Last week I was searching the Internet for some COVID-19 statistic or other, and I came across a new CDC website. The site featured some numbers the federal government is using to model the spread of the epidemic. One in particular caught my eye: 0.4 percent, the “current best estimate” of the disease’s “case fatality rate.” The document also said that 35 percent of infections are asymptomatic, which suggests the infection fatality rate is just 0.26 percent.
These numbers struck me as low for several reasons. For one thing, the virus has already killed 0.2 percent of all New Yorkers, and obviously a much higher percentage of those who’ve actually been infected in the city. For another, if we’ve had 100,000 deaths nationwide and a CFR of 0.4 percent, that means we’ve had 25 million symptomatic cases; including cases without symptoms, more than 10 percent of the entire country has been infected, which seems out of sync with what we’re hearing from serology tests. Individual studies and reviews of the evidence tend to put the infection fatality rate somewhere around 0.5 to 1 percent, though there’s at least one dissenting review that puts it lower (while managing not to include any studies finding a fatality rate above 0.5 percent, of which there are plenty).
I put out a tweet expressing my confusion, and things spiraled quickly, as they often do on social media. A follower alerted the prominent biologist Carl Bergstrom, who wrote a thread criticizing the CDC’s numbers. The next morning he was featured in a CNN story about the issue. There have been many media reports since, with the narrative predictably varying from “Heroic Scientific Experts Hammer Corrupt CDC for Fake Low Fatality Rate” to “CDC Finally Admits COVID Is Basically Harmless.” (I exaggerate, but only a little.)
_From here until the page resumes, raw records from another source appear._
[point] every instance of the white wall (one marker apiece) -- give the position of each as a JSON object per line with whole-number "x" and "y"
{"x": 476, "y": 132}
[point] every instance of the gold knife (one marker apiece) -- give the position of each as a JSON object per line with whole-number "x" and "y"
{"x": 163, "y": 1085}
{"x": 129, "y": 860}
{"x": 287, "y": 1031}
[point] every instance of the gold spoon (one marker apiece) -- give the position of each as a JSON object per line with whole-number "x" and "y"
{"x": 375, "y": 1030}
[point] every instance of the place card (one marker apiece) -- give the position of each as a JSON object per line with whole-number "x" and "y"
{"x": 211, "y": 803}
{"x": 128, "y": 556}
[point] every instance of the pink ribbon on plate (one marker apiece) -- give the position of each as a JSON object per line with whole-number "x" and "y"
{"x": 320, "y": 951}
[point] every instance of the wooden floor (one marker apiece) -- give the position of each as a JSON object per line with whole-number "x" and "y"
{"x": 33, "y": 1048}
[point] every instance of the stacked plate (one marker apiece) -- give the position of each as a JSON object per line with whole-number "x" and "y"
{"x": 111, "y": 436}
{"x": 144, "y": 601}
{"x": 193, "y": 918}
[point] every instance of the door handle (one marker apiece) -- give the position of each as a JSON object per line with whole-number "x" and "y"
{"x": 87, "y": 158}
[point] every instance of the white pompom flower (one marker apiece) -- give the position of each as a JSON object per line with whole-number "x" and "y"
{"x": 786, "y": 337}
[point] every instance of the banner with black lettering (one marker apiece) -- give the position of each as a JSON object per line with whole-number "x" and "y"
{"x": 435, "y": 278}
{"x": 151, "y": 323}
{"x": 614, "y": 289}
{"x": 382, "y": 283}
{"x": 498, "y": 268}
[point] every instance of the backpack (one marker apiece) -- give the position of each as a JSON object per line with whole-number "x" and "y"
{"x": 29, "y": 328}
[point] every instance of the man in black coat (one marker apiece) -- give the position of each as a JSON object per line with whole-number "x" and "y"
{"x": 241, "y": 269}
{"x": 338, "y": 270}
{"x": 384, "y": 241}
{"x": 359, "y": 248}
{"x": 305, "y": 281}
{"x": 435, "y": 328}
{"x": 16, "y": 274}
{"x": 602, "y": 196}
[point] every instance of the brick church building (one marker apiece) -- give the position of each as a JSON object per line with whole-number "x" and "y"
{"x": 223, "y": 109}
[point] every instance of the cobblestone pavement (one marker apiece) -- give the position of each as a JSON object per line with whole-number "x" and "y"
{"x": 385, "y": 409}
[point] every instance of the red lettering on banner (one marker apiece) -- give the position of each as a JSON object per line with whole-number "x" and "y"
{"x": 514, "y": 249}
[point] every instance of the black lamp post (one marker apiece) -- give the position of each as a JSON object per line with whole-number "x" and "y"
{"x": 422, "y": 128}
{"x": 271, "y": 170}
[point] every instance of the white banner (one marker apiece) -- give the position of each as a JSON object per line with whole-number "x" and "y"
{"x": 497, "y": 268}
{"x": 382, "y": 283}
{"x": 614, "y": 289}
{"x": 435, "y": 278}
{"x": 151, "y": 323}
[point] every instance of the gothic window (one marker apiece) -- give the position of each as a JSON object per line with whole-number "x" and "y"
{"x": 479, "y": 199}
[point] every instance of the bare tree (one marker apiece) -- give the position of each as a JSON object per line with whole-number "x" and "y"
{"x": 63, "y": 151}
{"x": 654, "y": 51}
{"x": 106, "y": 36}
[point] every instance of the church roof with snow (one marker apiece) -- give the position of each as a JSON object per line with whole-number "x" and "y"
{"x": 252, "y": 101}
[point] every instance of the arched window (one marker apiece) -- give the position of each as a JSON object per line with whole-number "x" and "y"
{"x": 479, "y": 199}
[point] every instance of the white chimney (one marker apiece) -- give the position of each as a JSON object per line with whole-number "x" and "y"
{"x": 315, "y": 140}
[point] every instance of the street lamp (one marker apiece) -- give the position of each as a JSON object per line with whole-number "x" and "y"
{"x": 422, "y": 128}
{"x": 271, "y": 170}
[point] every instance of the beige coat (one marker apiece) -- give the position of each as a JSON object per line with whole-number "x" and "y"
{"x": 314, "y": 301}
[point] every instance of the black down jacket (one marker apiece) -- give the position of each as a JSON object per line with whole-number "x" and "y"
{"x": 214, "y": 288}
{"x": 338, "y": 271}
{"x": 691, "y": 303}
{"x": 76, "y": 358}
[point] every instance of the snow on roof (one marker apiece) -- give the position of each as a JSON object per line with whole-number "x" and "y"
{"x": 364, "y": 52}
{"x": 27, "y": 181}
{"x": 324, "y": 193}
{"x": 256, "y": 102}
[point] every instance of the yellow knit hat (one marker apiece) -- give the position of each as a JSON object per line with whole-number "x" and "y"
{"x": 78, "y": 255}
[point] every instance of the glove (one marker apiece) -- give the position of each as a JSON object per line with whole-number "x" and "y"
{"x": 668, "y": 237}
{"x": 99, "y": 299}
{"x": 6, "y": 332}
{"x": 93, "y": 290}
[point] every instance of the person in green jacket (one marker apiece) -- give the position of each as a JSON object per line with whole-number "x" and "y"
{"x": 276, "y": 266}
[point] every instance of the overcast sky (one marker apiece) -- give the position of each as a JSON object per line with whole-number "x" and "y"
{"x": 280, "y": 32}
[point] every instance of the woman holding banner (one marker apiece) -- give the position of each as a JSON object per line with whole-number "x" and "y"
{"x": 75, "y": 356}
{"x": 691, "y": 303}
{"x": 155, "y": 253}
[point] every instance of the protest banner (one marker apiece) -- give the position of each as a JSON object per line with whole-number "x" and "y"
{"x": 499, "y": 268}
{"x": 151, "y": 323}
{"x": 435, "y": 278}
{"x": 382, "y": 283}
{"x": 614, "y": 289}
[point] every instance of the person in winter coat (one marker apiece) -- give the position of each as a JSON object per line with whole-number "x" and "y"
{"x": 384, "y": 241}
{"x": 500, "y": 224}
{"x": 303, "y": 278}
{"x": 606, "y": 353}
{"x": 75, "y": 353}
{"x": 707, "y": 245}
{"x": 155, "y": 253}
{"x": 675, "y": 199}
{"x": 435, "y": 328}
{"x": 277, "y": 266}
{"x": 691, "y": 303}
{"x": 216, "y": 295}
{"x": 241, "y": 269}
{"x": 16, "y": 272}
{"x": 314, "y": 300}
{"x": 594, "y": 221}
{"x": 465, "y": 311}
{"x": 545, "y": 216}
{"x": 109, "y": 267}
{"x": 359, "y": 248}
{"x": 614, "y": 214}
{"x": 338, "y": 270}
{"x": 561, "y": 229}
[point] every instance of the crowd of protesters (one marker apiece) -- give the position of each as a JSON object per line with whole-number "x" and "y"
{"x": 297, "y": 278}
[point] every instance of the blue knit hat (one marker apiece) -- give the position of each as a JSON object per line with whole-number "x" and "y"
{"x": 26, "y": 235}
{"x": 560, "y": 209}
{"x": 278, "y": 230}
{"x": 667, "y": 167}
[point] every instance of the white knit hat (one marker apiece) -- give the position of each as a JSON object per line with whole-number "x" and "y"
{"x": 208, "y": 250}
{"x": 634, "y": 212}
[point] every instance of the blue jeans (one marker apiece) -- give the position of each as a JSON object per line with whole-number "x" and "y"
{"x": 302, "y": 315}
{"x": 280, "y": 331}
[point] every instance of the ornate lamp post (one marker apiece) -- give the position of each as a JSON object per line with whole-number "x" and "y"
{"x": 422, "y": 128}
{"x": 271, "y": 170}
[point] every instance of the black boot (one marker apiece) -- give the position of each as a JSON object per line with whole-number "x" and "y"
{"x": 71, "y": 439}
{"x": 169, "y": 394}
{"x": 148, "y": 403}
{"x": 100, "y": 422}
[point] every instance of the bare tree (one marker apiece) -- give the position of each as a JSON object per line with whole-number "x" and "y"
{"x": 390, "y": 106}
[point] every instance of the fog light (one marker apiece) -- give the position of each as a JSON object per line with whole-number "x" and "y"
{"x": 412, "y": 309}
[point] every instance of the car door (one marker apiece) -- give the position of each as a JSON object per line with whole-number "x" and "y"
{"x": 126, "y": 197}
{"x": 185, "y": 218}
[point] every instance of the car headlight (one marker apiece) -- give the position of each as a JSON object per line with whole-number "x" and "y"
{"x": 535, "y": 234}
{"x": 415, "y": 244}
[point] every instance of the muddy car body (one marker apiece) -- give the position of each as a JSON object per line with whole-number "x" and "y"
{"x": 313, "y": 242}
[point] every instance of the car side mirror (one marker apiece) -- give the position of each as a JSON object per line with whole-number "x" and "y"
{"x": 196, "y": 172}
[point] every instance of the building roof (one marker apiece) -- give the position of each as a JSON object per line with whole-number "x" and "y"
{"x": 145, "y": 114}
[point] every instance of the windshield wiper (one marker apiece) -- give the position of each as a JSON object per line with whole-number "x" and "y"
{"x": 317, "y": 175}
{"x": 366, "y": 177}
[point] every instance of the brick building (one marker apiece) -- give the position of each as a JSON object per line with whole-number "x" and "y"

I don’t have a scorching hot take on the number. But I do want to know where it comes from, which is not clear from the site itself. It says the information is based on data about a month old and names the source “Preliminary COVID-19 estimates, CDC,” which I have not been able to locate (if indeed it refers to a specific document at all).
If the fatality rate of this thing is 0.26 percent, that is fantastic news. If the CDC has evidence this is the case, it should share it with the rest of us.